Even Scheiber admits to the ego-stroking that keeps Obama in a bubble:

They complain that she has too much control over who sees the president. That she skews his decision-making with her after-hours visits. That she is an incorrigible yes-woman. That she has, in effect, become the chief architect of his very prominent and occasionally suffocating bubble.

There is an element of truth to this critique. While aboard Air Force One at the end of the 2012 campaign, Jarrett turned to Obama and told him, “Mr. President, I don’t understand how you’re not getting eighty-five percent of the vote.” The other Obama aides in the cabin looked around in disbelief before concluding that she’d been earnest.

Jarrett has slowly pushed out other voices from accessing the President. That, as Scheiber explains, amplifies her own even more:

According to a former high-level aide, there is no longer a daily meeting between the president and his top advisers. Under the old system, if the president waved off one adviser’s objection to his preferred plan of action, another could step in to vouch for the objection’s merit. The advice Obama gets now, though, comes more regularly through one-off interactions with the likes of Jarrett and Denis McDonough, who don’t have anyone else to back them up. In the second term, observes the former aide, “Maybe the president says, more often than in the past, ‘We’re doing it.’”

The result is that Obama has become even more persuaded of his righteousness as the years have gone on.

Under a system such as this, it’s no wonder that the President could argue with a straight face that the midterm elections had nothing to do with him, even after explicitly declaring that “every single one” of his policies were on the ballot.

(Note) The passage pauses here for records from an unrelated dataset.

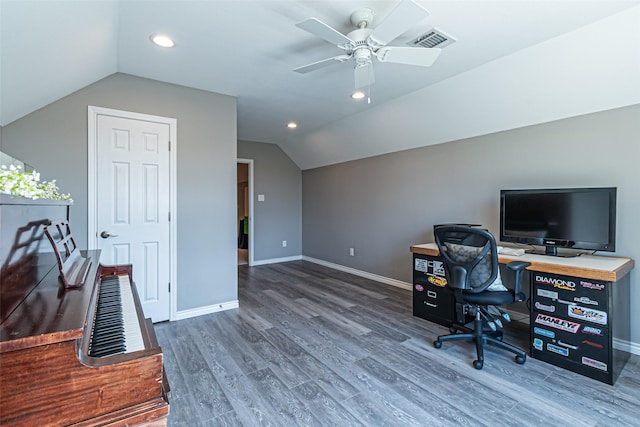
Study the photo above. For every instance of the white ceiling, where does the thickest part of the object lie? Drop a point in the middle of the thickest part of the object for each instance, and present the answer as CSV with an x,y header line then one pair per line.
x,y
247,49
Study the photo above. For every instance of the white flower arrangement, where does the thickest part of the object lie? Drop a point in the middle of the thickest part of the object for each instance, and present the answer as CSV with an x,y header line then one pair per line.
x,y
15,182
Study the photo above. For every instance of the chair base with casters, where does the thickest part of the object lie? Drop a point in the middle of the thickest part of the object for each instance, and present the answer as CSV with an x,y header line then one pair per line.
x,y
481,334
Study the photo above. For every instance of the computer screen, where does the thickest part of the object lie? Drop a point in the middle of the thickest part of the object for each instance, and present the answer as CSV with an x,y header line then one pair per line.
x,y
577,218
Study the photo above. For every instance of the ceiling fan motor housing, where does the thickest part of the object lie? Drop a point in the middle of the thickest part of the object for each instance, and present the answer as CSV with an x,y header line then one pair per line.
x,y
362,18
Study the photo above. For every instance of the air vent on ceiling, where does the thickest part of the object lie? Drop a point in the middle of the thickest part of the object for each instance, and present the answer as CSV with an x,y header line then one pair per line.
x,y
432,38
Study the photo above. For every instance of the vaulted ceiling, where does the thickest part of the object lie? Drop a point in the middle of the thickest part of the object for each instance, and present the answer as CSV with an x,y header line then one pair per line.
x,y
248,49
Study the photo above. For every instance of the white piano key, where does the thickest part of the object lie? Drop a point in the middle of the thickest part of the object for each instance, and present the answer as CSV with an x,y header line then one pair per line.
x,y
132,333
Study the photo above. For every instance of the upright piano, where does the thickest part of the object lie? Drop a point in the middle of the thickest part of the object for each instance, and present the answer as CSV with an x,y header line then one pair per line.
x,y
82,355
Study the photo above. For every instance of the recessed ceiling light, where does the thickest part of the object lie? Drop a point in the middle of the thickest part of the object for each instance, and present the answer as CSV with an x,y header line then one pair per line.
x,y
162,40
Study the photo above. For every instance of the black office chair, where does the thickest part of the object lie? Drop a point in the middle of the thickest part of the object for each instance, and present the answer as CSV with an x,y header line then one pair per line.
x,y
471,263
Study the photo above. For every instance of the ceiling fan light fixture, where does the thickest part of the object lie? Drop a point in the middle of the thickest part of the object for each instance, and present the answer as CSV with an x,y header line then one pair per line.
x,y
162,40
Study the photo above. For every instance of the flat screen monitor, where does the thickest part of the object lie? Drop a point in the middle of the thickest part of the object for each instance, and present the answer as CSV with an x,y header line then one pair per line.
x,y
576,218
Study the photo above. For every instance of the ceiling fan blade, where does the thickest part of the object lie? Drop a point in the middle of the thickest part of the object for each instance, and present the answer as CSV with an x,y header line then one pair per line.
x,y
321,64
422,57
403,17
325,32
363,75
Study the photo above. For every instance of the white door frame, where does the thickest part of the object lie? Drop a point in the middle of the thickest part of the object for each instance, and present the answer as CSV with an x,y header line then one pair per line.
x,y
92,201
249,163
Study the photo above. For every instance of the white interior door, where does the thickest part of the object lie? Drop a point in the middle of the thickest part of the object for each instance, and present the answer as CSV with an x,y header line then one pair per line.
x,y
133,201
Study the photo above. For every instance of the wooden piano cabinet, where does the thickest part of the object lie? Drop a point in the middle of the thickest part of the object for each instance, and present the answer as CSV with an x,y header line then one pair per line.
x,y
47,385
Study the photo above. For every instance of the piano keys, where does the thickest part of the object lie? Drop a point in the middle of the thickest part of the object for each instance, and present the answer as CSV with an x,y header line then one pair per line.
x,y
48,375
115,328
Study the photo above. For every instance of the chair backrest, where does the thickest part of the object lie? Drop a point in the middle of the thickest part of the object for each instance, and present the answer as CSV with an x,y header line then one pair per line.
x,y
470,256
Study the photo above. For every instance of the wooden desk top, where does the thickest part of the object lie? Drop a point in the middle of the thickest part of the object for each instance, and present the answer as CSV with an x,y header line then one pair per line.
x,y
606,268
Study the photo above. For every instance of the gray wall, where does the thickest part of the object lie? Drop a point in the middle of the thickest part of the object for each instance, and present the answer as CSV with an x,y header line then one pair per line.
x,y
54,141
382,205
279,217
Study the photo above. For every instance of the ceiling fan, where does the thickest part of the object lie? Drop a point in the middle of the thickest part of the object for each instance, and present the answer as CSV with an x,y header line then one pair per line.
x,y
364,43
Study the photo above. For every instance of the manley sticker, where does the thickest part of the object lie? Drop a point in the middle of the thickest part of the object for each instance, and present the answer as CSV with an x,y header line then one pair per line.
x,y
554,322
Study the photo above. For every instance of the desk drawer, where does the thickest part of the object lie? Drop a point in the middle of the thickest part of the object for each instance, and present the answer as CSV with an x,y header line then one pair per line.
x,y
432,302
591,294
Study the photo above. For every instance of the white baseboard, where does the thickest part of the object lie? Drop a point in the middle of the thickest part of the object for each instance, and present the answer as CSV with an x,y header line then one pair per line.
x,y
185,314
276,260
382,279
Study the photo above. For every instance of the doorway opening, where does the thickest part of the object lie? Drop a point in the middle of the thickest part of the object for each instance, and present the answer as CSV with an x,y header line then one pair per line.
x,y
245,211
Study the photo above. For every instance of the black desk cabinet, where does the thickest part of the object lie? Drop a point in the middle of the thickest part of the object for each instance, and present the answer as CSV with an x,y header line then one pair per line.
x,y
431,299
574,322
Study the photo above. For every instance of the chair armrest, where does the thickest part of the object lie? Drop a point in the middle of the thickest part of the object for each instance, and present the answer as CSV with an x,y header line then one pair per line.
x,y
518,267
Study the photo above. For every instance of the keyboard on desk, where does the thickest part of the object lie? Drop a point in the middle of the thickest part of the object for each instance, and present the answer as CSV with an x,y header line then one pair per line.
x,y
116,329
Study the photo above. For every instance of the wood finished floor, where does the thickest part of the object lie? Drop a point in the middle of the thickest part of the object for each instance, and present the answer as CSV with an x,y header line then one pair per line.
x,y
313,346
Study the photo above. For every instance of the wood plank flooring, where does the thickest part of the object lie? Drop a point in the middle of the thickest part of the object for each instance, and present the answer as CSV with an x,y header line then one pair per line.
x,y
312,346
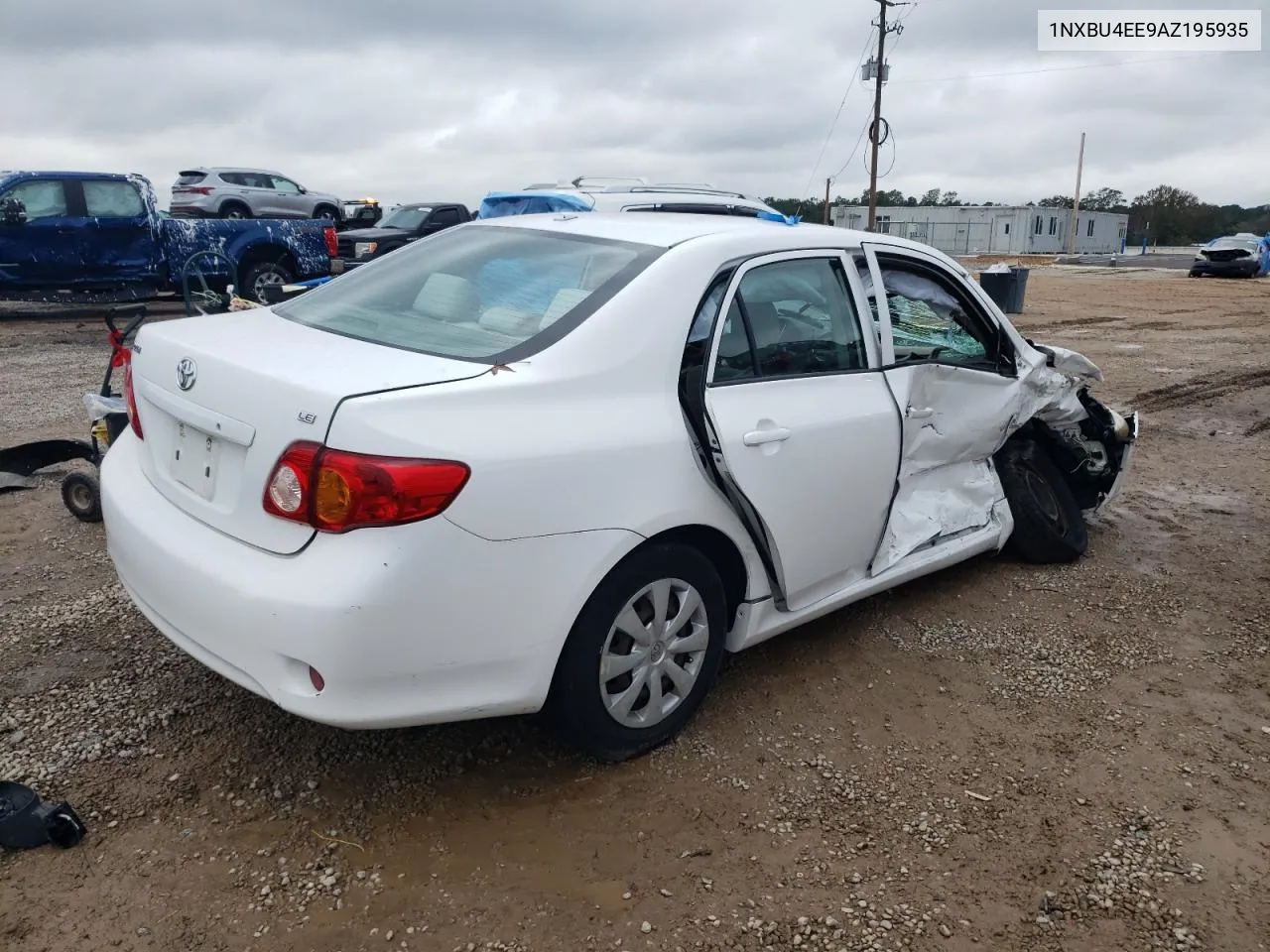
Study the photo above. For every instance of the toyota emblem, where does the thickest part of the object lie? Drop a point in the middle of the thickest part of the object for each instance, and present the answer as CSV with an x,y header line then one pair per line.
x,y
187,372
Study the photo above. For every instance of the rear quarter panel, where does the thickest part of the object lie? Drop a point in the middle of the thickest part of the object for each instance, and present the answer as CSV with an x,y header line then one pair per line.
x,y
302,240
584,435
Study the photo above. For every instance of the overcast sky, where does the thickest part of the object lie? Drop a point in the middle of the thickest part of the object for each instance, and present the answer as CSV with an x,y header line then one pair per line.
x,y
445,99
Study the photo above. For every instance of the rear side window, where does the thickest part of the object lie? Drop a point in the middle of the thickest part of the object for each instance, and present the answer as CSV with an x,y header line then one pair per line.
x,y
790,318
113,199
697,208
40,199
475,294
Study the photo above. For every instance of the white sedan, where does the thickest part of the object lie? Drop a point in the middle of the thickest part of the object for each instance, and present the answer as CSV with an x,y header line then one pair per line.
x,y
567,461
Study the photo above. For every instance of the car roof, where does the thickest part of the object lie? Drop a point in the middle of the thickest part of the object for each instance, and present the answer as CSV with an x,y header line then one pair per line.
x,y
671,229
234,168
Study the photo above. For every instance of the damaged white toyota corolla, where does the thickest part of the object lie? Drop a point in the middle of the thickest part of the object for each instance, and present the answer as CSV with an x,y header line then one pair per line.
x,y
566,462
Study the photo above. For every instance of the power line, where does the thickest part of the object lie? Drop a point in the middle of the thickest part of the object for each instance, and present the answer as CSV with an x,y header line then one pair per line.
x,y
1055,68
838,114
879,76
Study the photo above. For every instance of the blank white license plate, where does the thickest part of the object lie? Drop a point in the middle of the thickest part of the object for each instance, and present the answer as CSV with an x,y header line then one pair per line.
x,y
193,463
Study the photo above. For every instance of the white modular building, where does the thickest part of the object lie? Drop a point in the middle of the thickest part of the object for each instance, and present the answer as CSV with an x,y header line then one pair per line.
x,y
1010,230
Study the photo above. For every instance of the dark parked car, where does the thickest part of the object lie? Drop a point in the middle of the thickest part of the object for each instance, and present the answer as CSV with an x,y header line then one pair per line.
x,y
75,232
1233,257
399,227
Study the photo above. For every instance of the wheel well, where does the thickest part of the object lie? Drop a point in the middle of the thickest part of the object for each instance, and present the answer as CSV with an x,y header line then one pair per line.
x,y
272,254
720,549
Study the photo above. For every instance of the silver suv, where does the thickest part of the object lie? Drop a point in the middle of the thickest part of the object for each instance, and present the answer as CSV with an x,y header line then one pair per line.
x,y
248,193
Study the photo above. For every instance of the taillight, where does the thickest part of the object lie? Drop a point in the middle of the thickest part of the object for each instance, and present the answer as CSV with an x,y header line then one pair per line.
x,y
130,398
336,492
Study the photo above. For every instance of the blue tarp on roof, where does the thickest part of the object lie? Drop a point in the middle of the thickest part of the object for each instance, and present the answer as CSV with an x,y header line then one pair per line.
x,y
497,204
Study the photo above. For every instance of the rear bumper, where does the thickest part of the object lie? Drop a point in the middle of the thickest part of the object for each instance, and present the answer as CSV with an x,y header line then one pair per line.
x,y
412,625
1239,268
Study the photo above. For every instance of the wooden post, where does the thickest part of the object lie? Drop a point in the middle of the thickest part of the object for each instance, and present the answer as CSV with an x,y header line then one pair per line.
x,y
1076,200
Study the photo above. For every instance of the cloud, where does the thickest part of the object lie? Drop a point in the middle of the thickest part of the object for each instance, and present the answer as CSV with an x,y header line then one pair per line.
x,y
409,99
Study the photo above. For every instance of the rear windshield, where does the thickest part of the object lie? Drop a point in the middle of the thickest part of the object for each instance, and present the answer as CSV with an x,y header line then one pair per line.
x,y
408,218
472,293
1246,244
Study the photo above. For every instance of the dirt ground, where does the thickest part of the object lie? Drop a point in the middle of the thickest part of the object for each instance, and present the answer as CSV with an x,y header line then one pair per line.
x,y
997,757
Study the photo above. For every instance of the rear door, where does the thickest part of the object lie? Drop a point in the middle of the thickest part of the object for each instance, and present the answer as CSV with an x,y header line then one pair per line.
x,y
118,236
289,199
45,249
253,189
953,377
804,430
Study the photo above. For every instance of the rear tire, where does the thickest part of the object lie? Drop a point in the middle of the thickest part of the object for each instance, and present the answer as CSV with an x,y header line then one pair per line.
x,y
81,494
1049,526
658,678
235,211
259,276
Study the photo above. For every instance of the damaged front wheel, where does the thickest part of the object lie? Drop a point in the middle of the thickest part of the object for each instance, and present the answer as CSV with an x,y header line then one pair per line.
x,y
1049,526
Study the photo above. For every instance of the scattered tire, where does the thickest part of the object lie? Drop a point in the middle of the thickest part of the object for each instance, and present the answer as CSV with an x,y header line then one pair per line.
x,y
1049,526
261,276
81,493
627,680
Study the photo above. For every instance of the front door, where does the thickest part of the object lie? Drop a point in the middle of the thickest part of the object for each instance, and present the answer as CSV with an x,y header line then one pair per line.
x,y
952,373
42,252
806,431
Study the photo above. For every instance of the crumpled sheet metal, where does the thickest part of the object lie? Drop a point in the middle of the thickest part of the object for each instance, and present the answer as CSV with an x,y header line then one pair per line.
x,y
947,481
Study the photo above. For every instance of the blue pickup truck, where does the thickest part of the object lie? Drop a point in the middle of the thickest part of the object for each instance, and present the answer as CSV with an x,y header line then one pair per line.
x,y
68,235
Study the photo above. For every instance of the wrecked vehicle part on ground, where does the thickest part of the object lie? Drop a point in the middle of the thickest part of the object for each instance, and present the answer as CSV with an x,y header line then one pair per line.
x,y
75,235
26,823
783,447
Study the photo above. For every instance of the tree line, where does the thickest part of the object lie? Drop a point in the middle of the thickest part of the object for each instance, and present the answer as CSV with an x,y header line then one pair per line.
x,y
1164,214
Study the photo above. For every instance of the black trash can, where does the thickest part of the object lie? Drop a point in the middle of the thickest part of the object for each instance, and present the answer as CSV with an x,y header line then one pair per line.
x,y
1007,291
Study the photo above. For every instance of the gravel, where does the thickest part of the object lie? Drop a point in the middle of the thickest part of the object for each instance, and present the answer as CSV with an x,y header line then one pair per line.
x,y
1134,880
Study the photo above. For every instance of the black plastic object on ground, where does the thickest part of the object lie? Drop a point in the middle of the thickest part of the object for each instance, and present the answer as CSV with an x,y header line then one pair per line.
x,y
1006,290
26,823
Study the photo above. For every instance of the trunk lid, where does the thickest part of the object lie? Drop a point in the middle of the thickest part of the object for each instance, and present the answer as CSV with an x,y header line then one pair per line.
x,y
220,398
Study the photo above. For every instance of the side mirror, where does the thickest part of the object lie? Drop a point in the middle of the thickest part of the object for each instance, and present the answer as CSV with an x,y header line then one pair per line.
x,y
13,212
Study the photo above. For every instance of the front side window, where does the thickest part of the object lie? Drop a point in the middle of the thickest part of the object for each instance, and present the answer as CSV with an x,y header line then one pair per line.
x,y
40,199
790,318
474,294
113,199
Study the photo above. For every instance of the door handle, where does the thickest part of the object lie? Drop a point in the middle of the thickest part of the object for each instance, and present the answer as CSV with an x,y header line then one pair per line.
x,y
758,438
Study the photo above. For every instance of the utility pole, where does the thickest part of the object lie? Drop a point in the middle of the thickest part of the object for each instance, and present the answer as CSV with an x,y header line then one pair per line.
x,y
1076,200
875,128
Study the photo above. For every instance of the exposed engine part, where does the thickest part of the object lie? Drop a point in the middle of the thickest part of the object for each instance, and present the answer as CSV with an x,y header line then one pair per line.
x,y
1091,453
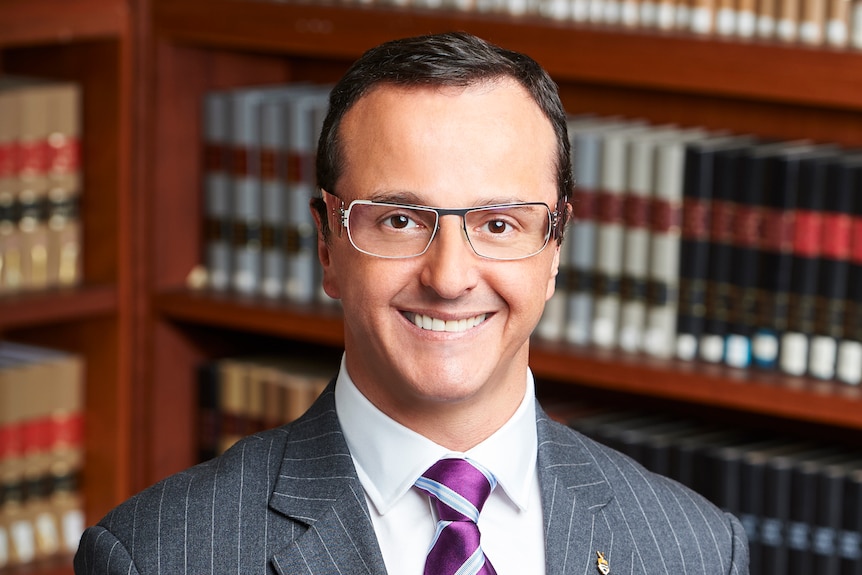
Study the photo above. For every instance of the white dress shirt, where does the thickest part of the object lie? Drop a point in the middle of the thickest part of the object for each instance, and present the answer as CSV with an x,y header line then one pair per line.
x,y
390,457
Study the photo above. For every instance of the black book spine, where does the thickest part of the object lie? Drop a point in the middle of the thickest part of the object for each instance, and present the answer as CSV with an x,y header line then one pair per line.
x,y
776,259
825,536
849,367
718,287
807,223
744,274
694,247
831,299
850,538
776,516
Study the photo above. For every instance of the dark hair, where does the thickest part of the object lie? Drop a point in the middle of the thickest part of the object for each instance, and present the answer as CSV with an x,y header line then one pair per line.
x,y
451,59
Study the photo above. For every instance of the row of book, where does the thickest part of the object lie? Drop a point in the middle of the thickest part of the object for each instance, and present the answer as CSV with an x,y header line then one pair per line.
x,y
239,396
40,184
834,23
725,248
800,501
258,178
41,454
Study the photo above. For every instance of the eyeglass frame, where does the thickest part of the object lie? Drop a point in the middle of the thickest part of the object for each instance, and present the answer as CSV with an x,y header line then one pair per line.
x,y
557,221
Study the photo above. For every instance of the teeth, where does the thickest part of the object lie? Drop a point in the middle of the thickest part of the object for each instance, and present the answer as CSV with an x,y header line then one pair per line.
x,y
454,326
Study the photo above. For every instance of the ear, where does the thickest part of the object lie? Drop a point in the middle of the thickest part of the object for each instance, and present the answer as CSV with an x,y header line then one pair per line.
x,y
555,269
324,254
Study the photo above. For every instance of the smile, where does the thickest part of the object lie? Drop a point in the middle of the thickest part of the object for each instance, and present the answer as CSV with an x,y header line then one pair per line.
x,y
454,326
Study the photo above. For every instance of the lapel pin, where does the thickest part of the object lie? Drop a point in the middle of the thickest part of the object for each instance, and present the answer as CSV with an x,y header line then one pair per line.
x,y
602,563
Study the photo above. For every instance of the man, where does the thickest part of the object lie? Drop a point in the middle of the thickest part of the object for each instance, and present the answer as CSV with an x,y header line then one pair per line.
x,y
444,171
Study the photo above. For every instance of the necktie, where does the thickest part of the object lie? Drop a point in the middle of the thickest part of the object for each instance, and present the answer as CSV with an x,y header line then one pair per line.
x,y
458,490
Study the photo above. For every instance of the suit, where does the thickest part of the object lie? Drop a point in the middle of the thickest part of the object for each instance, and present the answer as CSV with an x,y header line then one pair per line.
x,y
289,501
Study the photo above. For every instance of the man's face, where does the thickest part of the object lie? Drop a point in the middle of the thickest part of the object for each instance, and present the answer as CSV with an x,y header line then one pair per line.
x,y
453,148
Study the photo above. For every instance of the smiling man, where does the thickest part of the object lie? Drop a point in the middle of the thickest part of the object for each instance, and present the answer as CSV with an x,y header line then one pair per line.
x,y
444,174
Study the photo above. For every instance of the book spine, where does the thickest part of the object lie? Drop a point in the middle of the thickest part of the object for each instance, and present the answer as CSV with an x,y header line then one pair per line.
x,y
301,250
662,289
831,300
776,260
273,157
586,160
694,248
718,287
216,190
245,192
849,362
794,346
636,240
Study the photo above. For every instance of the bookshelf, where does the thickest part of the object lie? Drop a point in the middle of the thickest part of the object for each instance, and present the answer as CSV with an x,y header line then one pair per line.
x,y
88,42
767,89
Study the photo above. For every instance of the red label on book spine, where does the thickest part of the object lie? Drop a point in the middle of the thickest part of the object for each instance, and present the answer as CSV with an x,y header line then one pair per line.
x,y
747,221
8,159
778,230
64,154
584,205
836,235
722,221
665,216
806,233
637,211
33,157
856,240
267,164
695,219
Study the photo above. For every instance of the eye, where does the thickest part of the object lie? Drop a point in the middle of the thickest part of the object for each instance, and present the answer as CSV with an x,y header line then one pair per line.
x,y
497,226
399,221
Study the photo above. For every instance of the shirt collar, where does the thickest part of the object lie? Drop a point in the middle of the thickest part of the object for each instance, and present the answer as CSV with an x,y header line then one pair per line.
x,y
389,457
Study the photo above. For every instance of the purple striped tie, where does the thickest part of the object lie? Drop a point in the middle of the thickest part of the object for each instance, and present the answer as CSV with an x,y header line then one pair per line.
x,y
458,490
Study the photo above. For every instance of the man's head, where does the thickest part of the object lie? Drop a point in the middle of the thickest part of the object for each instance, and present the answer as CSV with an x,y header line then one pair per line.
x,y
441,287
453,59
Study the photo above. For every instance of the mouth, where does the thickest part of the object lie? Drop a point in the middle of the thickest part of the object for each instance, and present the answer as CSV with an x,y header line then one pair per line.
x,y
452,326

Still, this is similar to the myriad of Karl Rove ghost stories that abounded throughout George W. Bush’s presidency. Remember the “Bush’s Brain” meme? Supposedly Rove was the eeeeeeevil genius pulling the strings, at least when Dick Cheney was otherwise occupied, and Bush was just caught up in a bubble of sycophancy and flat-out denial. Democrats took aim at Rove during the second term, hoping to marginalize him and therefore damage Bush, and they certainly succeeded at damaging Rove. Otherwise, Bush stuck to his own path throughout the rest of his term, although he did try to work with a newly-Democratic Congress more than we can probably expect Obama to do so with Capitol Hill now under control of the Republicans.

The Jarrett-as-Svengali meme looks similarly pointless. Even if what Scheiber reports is entirely accurate (and there is no reason to think it’s not), the bubble in which Obama finds himself is entirely his fault, not Jarrett’s. After all, Obama is in charge, and can set up his White House any way that suits him. Jarrett may or may not be a counterproductive presence or even a malignant one, but it’s the failure of Obama as an executive that created and perpetuates that situation. He wouldn’t be the first executive to surround himself with yes-people to keep from having to seriously consider the possibility that he’s entirely wrong. The result of that kind of executive incompetence is exactly what we’ve seen from the Obama presidency, so Scheiber’s work is more of a confirmation than a revelation.

Jarrett may be Barack Obama’s problem, but she’s not the voters’ problem. She’s a side effect. Barack Obama is the voters’ problem.

Update: Ben Domenech argues that Jarrett is becoming the Left’s Dick Cheney — an excuse for Obama’s failures.